Wenn sich zwei solche Wellen im selben Raumgebiet
befinden, werden dort bei der Überlagerung die Wellengrößen n jedem Raumpunkt
einfach addiert (sog. lineare Superposition). Dabei werden die Regeln der
Vektoraddition angewendet. Dadurch kann es zur Auslöschung
kommen, wenn die Wellengrößen der Teilwellen entgegengesetzte Richtungen haben.
Zwei Vektoren mit exakt demselben Betrag, aber entgegengesetzten Richtungen
heben sich gegenseitig auf (Auslöschung). Bei Addition von Vektoren mit
derselben Richtung addieren sich hingegen die Beträge.
Abbildung 3: Addition von zweidimensionalen Wellengrößen (Vektoren) an einem gegebenen Raumpunkt: Links - Verstärkung bei annähernd parallelgerichteten Wellengrößen. Rechts - Abschwächung bei annähernd entgegengesetzten Wellengrößen
Die Visualisierung einer Welle mit zweidimensionaler Wellengröße mit Hilfe von Richtungspfeilen ist für kompliziertere Situationen (zB Wellenausbreitung in mehrere Richtungen wie im Doppelspaltexperiment) nicht brauchbar. Wir werden daher einen anderen Weg beschreiten, um den Phasenwinkel zu visualisieren.
Visualisierung von Richtungen - der Farbkreis
Video: Der Farbkreis: Jedem Winkel, d.h. jeder Richtung in der Ebene wird ein eindeutiger Farbton zugewiesen.
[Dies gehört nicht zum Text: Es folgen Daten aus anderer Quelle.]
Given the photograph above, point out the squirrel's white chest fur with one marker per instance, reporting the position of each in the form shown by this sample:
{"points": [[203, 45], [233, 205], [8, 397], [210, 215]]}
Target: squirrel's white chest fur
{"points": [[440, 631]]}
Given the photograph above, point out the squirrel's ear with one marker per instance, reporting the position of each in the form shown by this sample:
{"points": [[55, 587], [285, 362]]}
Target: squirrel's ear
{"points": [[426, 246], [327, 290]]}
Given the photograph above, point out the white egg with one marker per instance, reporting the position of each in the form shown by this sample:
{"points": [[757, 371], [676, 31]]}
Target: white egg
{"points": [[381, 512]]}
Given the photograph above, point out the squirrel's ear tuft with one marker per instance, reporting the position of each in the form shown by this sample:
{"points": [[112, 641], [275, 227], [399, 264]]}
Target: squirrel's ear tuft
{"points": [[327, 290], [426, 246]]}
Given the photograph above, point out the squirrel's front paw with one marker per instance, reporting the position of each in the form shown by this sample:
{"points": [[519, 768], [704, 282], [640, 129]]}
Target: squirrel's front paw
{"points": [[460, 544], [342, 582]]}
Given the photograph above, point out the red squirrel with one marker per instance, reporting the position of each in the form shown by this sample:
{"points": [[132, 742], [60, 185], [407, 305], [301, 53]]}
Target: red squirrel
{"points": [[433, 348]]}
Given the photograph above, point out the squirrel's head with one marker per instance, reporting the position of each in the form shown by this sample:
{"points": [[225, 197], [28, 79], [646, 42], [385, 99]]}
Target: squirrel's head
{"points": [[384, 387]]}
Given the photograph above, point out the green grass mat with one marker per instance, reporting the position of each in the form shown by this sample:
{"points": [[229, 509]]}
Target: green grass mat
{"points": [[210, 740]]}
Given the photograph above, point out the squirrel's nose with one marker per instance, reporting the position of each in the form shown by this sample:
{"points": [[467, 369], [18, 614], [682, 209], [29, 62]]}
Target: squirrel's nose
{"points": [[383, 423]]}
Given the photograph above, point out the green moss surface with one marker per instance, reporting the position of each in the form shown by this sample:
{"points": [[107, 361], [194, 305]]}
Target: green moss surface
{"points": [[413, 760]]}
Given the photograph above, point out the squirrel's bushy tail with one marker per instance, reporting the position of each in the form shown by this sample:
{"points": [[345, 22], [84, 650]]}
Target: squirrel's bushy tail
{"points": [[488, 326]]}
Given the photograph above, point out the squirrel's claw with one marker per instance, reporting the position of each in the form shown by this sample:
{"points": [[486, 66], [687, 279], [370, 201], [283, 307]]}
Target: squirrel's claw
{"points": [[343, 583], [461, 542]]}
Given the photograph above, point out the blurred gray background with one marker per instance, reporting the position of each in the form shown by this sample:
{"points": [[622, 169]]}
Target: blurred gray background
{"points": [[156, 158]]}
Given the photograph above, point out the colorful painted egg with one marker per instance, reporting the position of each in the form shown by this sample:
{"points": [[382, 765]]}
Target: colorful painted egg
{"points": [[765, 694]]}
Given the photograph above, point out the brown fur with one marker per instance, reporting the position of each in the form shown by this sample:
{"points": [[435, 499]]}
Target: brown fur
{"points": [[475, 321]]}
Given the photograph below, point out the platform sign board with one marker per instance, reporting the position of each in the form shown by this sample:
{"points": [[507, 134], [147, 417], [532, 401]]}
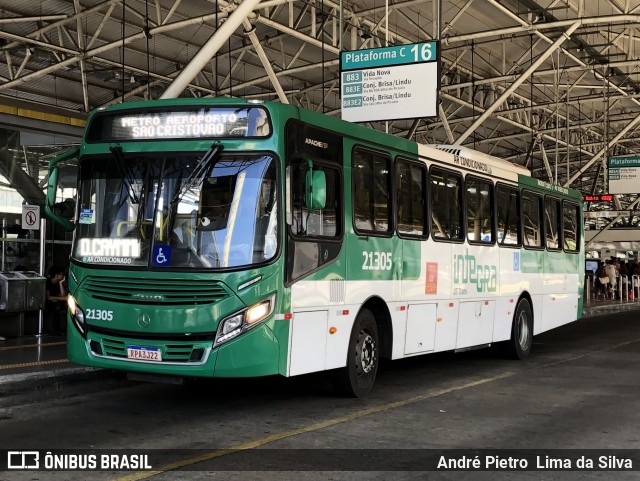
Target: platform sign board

Farben können periodisch im Farbkreis angeordnet werden. Farben eignen sich
also hervorragend dazu, periodisch veränderliche Größen (wie z.B. einen Winkel)
zu visualisieren.
Im Farbkreis sind die Farben wie folgt angeordnet:
additive Grundfarben | Winkel (Bogenmaß) | Winkel (Grad) |
---|---|---|
rot | 0 (= 2π) | 0 Grad (=360 Grad) |
grün | 2π/3 | 120 Grad |
blau | 4π/3 (= -2π/3) | 240 Grad |
subtraktive Grundfarben | Winkel (Bogenmaß) | Winkel (Grad) |
---|---|---|
gelb | π/3 | 60 Grad |
cyan (blaugrün) | π (= -π) | 180 Grad |
magenta (purpur) | 5π/3 (= -π/3) | 300 Grad |
Die Farben, die sich am Farbkreis gegenüberliegen, heissen
"komplementär".
Komplementärfarben sind also z.B.: gelb-blau, grün-magenta,
cyan-rot.
Visualisierung einer Welle mit zweidimensionaler Wellengröße
Eine Welle mit zweidimensionaler Wellengröße hat überall außer einem Wellenbetrag noch eine Wellenrichtung, die durch den Phasenwinkel an diesem Ort angegeben wird:
Abbildung 4: Diese Abbildung zeigt die Momentaufnahme einer Welle, bei der sich die "Phasenrichtung" periodisch ändert (=die Richtung der Pfeile), während der Betrag (die Länge der Pfeile) überall konstant bleibt.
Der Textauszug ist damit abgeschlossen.